“L'importanza
di chiamarsi Ernesto” di Oscar
Wilde, che nella traduzione italiana - ad opera di
Masolina D'Amico - perde la duplice valenza di Earnest
(nome proprio ma anche aggettivo con significato di
“serio, coscienzioso” quindi esattamente
l'opposto dei comportamenti dei protagonisti), viene
definita come «la commedia perfetta» nonché
l'ultima scritta. La commedia della parola, dei paradossi,
di un umorismo fine ed inesorabile a cui è
difficile sottrarsi.
«Dovremmo
trattare molto seriamente tutte le cose frivole e
con sincera e studiata frivolezza tutte le cose serie
della vita». Così Wilde riassumeva in
poche e sferzanti parole la vicenda.
Di
fronte ad un tale meccanismo linguistico e scenico
(poche, puntali e precise le entrate e uscite sul
palco), il rischio maggiore è di strafare,
puntando ad una recitazione che colori ulteriormente
l'umorismo, oscurando così con l'ecclettismo
attoriale il testo.
Tutti
pericoli che il nuovo allestimento curato da Geppy
Gleijeses (anche nel ruolo del protagonista Jack Worthing)

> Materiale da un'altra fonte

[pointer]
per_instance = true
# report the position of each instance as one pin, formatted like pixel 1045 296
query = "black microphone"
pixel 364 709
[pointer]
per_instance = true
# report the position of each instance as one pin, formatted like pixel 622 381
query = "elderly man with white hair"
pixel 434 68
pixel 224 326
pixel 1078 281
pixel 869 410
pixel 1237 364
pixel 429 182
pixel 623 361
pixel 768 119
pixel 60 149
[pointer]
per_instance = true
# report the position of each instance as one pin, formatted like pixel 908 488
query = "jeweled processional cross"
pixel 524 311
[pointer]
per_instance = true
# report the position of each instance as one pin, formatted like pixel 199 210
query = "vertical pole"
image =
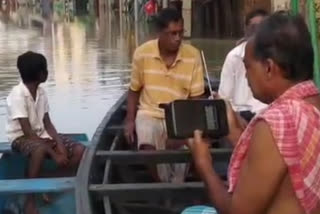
pixel 136 10
pixel 136 19
pixel 295 6
pixel 314 36
pixel 164 3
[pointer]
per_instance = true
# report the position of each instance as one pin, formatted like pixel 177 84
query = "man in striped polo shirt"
pixel 163 70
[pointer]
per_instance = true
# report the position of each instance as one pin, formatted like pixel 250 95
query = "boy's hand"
pixel 61 160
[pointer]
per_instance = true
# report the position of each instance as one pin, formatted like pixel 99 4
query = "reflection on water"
pixel 88 58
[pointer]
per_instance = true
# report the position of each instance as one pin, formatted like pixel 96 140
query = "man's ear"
pixel 270 68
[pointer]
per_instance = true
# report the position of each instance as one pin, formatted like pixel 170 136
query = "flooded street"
pixel 88 59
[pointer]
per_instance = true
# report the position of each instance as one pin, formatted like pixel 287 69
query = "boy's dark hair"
pixel 31 65
pixel 166 16
pixel 255 13
pixel 285 39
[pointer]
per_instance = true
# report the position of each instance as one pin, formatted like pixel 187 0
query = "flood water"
pixel 88 59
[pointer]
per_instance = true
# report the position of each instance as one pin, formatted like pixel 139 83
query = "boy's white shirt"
pixel 20 104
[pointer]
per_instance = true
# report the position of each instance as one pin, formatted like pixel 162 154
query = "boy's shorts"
pixel 26 146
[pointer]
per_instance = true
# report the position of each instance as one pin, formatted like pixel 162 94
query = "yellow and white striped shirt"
pixel 158 84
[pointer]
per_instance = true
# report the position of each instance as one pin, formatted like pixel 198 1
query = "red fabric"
pixel 150 7
pixel 295 125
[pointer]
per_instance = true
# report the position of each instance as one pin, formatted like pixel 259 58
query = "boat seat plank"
pixel 149 190
pixel 37 185
pixel 5 147
pixel 164 156
pixel 115 128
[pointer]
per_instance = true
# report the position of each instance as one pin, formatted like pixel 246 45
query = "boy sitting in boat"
pixel 163 70
pixel 29 128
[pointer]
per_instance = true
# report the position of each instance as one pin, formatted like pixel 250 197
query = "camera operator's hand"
pixel 129 131
pixel 236 123
pixel 200 149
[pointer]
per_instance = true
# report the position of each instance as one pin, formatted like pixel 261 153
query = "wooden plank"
pixel 106 199
pixel 5 147
pixel 149 190
pixel 37 185
pixel 83 201
pixel 115 128
pixel 163 156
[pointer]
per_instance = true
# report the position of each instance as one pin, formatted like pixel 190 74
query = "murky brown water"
pixel 89 62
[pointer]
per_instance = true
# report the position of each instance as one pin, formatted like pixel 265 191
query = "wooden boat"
pixel 112 177
pixel 14 185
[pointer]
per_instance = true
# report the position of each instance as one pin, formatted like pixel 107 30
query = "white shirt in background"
pixel 234 84
pixel 20 104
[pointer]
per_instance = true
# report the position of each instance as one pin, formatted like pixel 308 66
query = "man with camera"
pixel 163 70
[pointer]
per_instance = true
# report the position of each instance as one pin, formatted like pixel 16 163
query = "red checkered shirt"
pixel 295 126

al Teatro Quirino di Roma, riesce ad evitare con leggerezza
e spensieratezza. A partire dalle scene sobrie, mai
invadenti e funzionali alla commedia, fino alla recitazione
dello stesso Gleijeses accompagnato dalla convincente
Marianella Bargilli nel ruolo maschile di Algernon
Moncrfeff e della strepitosa Lucia Poli nel ruolo
di Lady Bracknell, che non appena entra in scena illumina
di una luce speciale lo spettacolo.
La commedia scivola leggera,
con seriosa frivolezza, tra malati immaginari, fratelli
defunti e improvvisamente resuscitati, Ernesti che
vengono ed Ernesti che vanno; Wilde tra risate e battute
folgoranti, critica e colpisce la società aristocratica
del tempo basata sull'apparenza più che sulla
sostanza... Critica che veste panni di assoluta attualità.
Alla
fine applausi scroscianti per tutti, per una boccata
di ottimo teatro. Chapeau!
[fabio melandri]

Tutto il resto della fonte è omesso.